Par Ph.D
Le pitch
Raúl (Leonardo Sbaraglia) est un cinéaste culte en pleine crise créative. Lorsqu’un drame frappe l’une de ses plus proches collaboratrices, il s’en inspire pour écrire son prochain film. Peu à peu, il imagine Elsa (Barbara Lennie), une réalisatrice en pleine écriture, dont le parcours commence à refléter le sien. Les deux cinéastes deviennent les deux facettes d’un même personnage, dans un jeu de miroirs où l’impudeur de l’autofiction dévoile autant qu’elle détruit. Mais jusqu’où peut-on aller pour raconter une histoire?
Ce qu’on en pense
Almodovar poursuit son introspectation en forme d’autocritique entamée avec Douleur et Gloire. Avec cette fois deux doubles (dont un féminin) pour le prix d’un.
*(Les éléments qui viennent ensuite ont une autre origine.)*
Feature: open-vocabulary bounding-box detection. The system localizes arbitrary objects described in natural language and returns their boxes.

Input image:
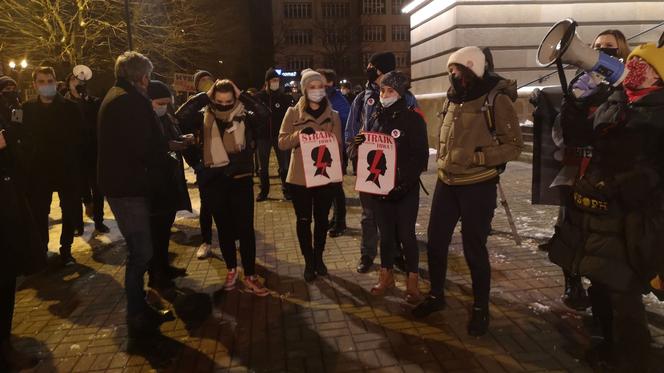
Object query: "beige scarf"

[203,102,247,167]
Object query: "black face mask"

[599,48,618,58]
[212,102,235,111]
[367,67,378,83]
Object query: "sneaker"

[244,275,270,297]
[196,242,212,260]
[224,268,238,290]
[411,295,445,319]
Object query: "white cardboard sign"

Les fans du réalisateur madrilène apprécieront les personnages féminins, les décors colorés, la musique, le scénario à tiroirs et en miroirs, la fluidité de la mise en scène. Les autres pourront rester à l’écart de cette autofiction bavarde, mélancolique et crépusculaire, peut être trop autocentrée et pas aussi inspirée qu’il le faudrait. Mais un Almodovar mineur, c’est déjà très au dessus du lot.